This is a very solemn portrait of a mother and her sons. She was the cousin of Queen Victoria. She was born as Princess Victoria of Saxe-Coburg and Gotha in 1822. On 27 April 1840, at the Château de Saint-Cloud, she married Louis d’Orléans, known since birth as the Duke of Nemours. She died five years after this picture was taken, aged only 35, two months after the birth of her youngest child in 1857 (see my other post here for a picture of the Duchess on her deathbed).

Her oldest son, 10 years old on this photo, is Louis Philippe Marie Ferdinand Gaston d’Orléans, Count of Eu (28 April 1842 – 28 August 1922), who married Isabella, eldest daughter and heiress of Dom Pedro II of Brazil; her other son, eight years of age on the photo, is Ferdinand Philippe Marie d’Orléans, Duke of Alençon (12 July 1844 – 29 June 1910), who married Duchess Sophie Charlotte in Bavaria (1847–1897), sister of Elizabeth, Empress of Austria, and who had been for a time engaged to Ludwig II of Bavaria.

And then she had two daughters. Marguerite Adelaide (1846–1893), who married Prince Ladislaus Czartoryski and Blanche Marie Amelie Caroline Louise Victoire d’Orléans (28 October 1857 – 4 February 1932) who never married.
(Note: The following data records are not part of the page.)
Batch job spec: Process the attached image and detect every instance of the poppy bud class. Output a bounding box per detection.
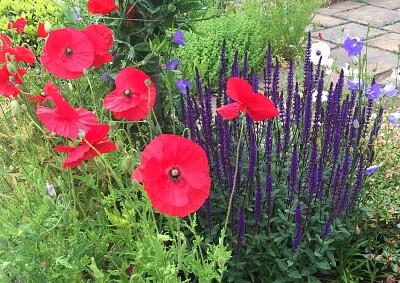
[124,155,133,173]
[44,21,53,33]
[10,99,21,117]
[78,129,85,139]
[115,141,125,152]
[7,62,17,75]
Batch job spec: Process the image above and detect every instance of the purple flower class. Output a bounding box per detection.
[175,79,192,94]
[365,84,382,100]
[165,58,179,72]
[342,37,364,57]
[365,165,379,175]
[383,82,399,97]
[388,112,400,126]
[174,28,186,46]
[347,77,364,92]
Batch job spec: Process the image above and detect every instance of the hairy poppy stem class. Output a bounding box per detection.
[82,138,124,189]
[222,112,246,236]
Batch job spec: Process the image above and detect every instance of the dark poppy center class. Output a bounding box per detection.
[167,165,182,181]
[64,47,74,56]
[124,89,132,98]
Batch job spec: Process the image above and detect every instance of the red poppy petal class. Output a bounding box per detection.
[246,93,279,121]
[216,102,242,120]
[227,77,253,102]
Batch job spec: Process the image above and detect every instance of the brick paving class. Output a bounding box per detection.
[312,0,400,79]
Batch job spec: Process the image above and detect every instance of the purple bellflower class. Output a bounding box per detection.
[174,28,186,46]
[365,84,382,100]
[165,58,179,72]
[388,112,400,126]
[342,37,364,57]
[383,82,399,97]
[175,79,192,94]
[365,165,379,175]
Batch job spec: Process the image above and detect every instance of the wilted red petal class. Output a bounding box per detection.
[216,102,243,120]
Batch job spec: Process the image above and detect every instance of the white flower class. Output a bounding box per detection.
[310,41,333,66]
[313,90,329,102]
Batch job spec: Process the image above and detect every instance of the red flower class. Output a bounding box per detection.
[36,82,99,138]
[104,67,156,121]
[37,23,49,38]
[131,135,211,217]
[7,18,26,33]
[217,77,279,121]
[87,0,118,15]
[0,64,26,98]
[0,46,36,65]
[82,24,114,68]
[41,28,94,79]
[28,94,50,107]
[54,125,117,169]
[0,34,12,50]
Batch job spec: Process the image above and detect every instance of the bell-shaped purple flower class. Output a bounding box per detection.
[342,37,364,57]
[174,28,186,46]
[165,58,179,72]
[175,79,192,94]
[347,77,364,92]
[383,82,399,97]
[365,165,379,175]
[388,112,400,126]
[365,84,382,100]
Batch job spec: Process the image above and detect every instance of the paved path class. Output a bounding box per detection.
[312,0,400,79]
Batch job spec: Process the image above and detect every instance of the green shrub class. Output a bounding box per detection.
[176,0,318,86]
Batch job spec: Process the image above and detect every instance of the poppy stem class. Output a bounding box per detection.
[221,112,246,237]
[82,138,124,189]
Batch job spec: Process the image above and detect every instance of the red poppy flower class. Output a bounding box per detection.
[7,18,26,33]
[28,93,50,107]
[0,64,26,98]
[0,46,36,65]
[87,0,118,15]
[36,82,99,138]
[217,77,279,121]
[104,67,156,121]
[54,125,117,169]
[37,23,49,38]
[82,24,114,68]
[0,34,12,50]
[131,135,211,217]
[41,28,94,79]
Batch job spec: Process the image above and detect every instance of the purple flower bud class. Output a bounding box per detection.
[175,79,192,94]
[173,28,186,46]
[365,165,379,175]
[165,58,179,72]
[388,112,400,126]
[342,37,364,57]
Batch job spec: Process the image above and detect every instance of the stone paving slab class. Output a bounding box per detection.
[312,14,347,30]
[368,0,400,10]
[368,32,400,52]
[312,23,386,44]
[384,22,400,33]
[330,46,397,75]
[334,5,400,28]
[318,1,365,15]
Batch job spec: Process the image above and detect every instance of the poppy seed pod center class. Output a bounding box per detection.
[167,165,182,181]
[124,89,132,98]
[64,47,74,56]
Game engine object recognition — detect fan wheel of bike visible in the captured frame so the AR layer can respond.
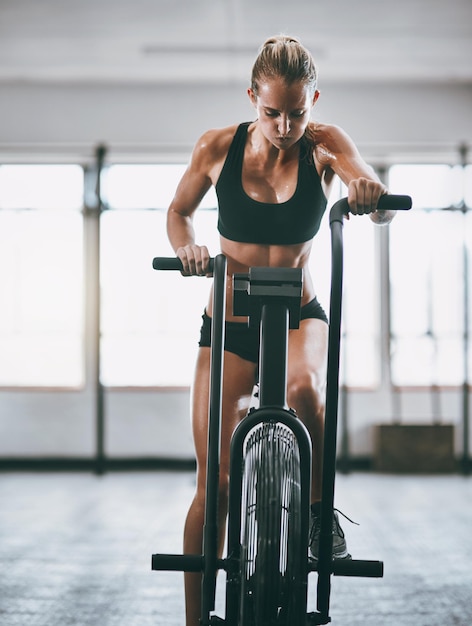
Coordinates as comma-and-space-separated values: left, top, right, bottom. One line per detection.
239, 422, 306, 626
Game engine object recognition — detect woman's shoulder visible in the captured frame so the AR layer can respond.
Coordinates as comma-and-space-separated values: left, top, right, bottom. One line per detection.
309, 122, 354, 164
308, 122, 347, 147
195, 124, 239, 159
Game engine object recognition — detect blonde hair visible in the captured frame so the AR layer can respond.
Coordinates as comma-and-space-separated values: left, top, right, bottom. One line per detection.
251, 35, 318, 95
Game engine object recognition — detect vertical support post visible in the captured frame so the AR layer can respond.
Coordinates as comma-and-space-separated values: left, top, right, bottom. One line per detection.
459, 144, 470, 475
317, 209, 343, 623
94, 145, 106, 474
259, 304, 289, 408
200, 254, 226, 624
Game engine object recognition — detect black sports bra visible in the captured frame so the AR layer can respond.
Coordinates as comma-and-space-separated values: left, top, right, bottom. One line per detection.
215, 122, 326, 245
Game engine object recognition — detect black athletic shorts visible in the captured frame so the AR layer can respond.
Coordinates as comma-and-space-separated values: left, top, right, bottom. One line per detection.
198, 298, 328, 363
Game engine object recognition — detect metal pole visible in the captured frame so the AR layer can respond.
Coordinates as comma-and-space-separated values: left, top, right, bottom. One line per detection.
94, 145, 106, 474
459, 144, 470, 475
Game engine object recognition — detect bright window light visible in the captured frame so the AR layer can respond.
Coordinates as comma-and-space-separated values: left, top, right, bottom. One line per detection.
0, 165, 84, 210
0, 165, 84, 387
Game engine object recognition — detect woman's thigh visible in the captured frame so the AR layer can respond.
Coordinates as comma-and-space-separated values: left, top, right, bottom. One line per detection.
288, 318, 328, 394
192, 347, 256, 480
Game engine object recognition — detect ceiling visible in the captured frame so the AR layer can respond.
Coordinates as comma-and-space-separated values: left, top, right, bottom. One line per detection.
0, 0, 472, 84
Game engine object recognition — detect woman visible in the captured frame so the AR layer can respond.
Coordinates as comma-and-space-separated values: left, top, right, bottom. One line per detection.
167, 36, 393, 626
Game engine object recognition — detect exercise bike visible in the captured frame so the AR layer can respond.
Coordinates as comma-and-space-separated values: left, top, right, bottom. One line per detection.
152, 195, 411, 626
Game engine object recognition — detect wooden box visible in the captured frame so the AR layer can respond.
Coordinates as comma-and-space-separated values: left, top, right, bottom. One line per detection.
374, 424, 456, 473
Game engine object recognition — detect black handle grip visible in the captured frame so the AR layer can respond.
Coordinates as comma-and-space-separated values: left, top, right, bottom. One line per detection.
152, 256, 214, 274
151, 554, 204, 572
329, 194, 412, 224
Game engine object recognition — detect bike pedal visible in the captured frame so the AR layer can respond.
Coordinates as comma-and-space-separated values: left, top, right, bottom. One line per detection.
306, 613, 331, 626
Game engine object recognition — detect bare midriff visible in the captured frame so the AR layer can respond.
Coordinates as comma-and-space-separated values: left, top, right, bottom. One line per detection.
206, 237, 315, 322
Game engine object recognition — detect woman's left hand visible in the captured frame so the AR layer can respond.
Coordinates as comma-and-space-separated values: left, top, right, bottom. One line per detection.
347, 177, 388, 215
Throughout her life the Duchess had various titles, styles, honours and arms:

  • 14 February 1822 – 27 June 1826: Her Serene Highness Princess Victoria of Saxe-Coburg-Saalfeld, Duchess in Saxony
  • 27 June 1826 – 27 April 1840: Her Serene Highness Princess Victoria of Saxe-Coburg and Gotha, Duchess in Saxony
  • 27 April 1840 – 10 December 1857: Her Royal Highness The Duchess of Nemours

What I often find so shocking, or reassuring maybe, that these noble ladies look so human and sometimes even insignificant on the photographs in contrast to the grand paintings that we mostly know them by. I will post a few paintings of the Duchess for you to compare (for example my other post here). Then look at this photo again and you see a woman who looks rather insignificant. She could be one of many. But if you see her on the paintings she looks absolutely grand.